E se alguém insistir em posar de curandeiro diante dos fiéis, desrespeitando as diretrizes da Santa Sé? Bem, em tal caso o
decreto estipula o seguinte:
"A intervenção da autoridade do Bispo diocesano é obrigatória e necessária quando se verificarem abusos nas celebrações (...)"
Tudo claro como as águas de um riacho. O problema surge quando o Bispo e as demais autoridades diocesanas se rendem ao neopentecostalismo e assistem tudo passivamente. Os verdadeiros fiéis, aqueles que honram as tradições da Igreja e obedecem as diretrizes pastorais do Sumo Pontífice, são os únicos a sucumbir, cercados de todos os lados pelos detratores de Cristo.
O que esperar de uma diocese que aceita misturar o sagrado com o profano?

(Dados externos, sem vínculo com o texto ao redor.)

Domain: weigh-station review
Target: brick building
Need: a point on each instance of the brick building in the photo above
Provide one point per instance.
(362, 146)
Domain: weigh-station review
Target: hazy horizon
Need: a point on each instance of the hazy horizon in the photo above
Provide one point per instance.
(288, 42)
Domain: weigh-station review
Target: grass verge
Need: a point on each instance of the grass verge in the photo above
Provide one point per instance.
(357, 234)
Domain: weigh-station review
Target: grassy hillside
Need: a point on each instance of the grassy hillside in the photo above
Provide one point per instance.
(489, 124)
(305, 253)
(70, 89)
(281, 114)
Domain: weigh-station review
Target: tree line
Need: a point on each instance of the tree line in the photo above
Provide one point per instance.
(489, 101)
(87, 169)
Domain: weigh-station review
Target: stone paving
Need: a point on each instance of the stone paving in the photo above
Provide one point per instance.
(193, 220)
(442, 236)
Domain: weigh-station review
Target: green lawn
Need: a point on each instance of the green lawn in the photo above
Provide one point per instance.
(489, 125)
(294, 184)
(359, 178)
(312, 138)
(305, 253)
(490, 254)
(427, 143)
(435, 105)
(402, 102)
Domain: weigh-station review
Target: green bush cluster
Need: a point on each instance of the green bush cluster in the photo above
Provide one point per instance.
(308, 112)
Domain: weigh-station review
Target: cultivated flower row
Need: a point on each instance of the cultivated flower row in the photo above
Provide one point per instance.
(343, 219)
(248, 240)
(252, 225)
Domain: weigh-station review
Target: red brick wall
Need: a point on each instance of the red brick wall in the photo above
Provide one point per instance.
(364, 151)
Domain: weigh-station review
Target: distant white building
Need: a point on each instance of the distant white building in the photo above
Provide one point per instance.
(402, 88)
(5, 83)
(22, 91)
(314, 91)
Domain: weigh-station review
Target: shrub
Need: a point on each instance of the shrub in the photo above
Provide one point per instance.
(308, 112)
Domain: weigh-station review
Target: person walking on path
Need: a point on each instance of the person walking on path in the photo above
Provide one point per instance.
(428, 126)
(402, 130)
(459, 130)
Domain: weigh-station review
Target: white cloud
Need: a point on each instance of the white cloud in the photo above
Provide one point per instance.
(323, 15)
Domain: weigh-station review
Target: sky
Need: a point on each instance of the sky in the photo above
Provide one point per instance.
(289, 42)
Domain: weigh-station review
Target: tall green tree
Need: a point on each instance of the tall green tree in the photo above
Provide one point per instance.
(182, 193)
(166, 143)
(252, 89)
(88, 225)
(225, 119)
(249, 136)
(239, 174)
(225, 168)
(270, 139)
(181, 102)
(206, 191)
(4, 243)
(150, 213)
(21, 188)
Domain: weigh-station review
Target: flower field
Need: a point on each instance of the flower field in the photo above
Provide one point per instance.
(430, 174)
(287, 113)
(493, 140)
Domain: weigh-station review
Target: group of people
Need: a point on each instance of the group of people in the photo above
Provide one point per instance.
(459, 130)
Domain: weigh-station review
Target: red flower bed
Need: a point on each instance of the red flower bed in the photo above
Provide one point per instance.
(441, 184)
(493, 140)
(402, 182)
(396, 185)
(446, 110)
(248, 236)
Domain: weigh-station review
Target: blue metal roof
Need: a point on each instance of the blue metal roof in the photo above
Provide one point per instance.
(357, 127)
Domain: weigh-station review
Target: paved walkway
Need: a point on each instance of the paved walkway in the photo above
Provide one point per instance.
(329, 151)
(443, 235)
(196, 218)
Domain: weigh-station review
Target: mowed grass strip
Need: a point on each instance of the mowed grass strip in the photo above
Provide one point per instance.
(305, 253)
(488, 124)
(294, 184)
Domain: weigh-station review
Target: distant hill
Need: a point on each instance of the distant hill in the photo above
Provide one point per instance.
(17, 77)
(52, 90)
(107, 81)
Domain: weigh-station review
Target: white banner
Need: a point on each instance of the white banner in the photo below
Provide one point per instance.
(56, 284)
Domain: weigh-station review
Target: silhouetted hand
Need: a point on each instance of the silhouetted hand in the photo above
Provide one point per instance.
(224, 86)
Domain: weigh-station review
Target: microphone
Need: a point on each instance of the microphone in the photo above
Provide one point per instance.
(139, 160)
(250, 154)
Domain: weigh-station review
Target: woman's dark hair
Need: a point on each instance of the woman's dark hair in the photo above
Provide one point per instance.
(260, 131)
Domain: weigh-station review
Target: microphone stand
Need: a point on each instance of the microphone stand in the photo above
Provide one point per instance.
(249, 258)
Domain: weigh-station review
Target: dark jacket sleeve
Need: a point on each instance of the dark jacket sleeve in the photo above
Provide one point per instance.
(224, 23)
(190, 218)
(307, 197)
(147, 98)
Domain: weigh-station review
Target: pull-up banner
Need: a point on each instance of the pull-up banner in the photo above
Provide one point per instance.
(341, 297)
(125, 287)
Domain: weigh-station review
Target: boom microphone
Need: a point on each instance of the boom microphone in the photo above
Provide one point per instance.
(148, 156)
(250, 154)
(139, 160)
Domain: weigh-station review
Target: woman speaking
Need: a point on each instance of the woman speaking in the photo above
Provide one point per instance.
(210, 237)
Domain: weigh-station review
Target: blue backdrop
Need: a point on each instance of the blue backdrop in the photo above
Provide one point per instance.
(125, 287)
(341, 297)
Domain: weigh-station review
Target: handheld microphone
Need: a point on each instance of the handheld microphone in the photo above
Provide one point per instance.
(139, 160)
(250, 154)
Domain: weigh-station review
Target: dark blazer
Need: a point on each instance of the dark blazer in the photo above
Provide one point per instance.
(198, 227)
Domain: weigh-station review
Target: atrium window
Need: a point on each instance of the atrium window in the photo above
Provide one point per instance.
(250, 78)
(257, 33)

Como justificar, por exemplo, o destque que o governador Waldez Góes e sua família receberam durante o Círio? Ou a exaltação que as autoridades clericais do Pará permitiram que se fizesse em torno de Dilma? Alguém já viu o primeiro-ministro da Itália carregando qualquer coisa para o altar durante uma missa no Vaticano? Claro que não! E por quê? Bem, lá a Igreja adota o necessário decoro...
Aqui, a casa de Deus foi tomada de assalto por vendilhões e traidores, que se ocupam apenas de deturpar a mensagem do Cristo, rasgando seus ensinamentos. Não importa que se chame ao altar a escória da sociedade, desde que mais alguns trocados sejam doados para construir algum salão paroquial. Não importa que as diretrizes do Santo Padre sejam desrespeitadas de forma grosseira e ultrajante, condescendendo com "missas de cura" e congêneres, desde que isso implique em aumento do número de fiéis e, consequentemente, de arrecadação.
São os verdadeiros vendedores de simonias travestidos de ministros do Senhor! São aqueles que, em vez de defender a fé católica, se ocupam de destroçá-la! O inferno é pouco para essa gentalha suja!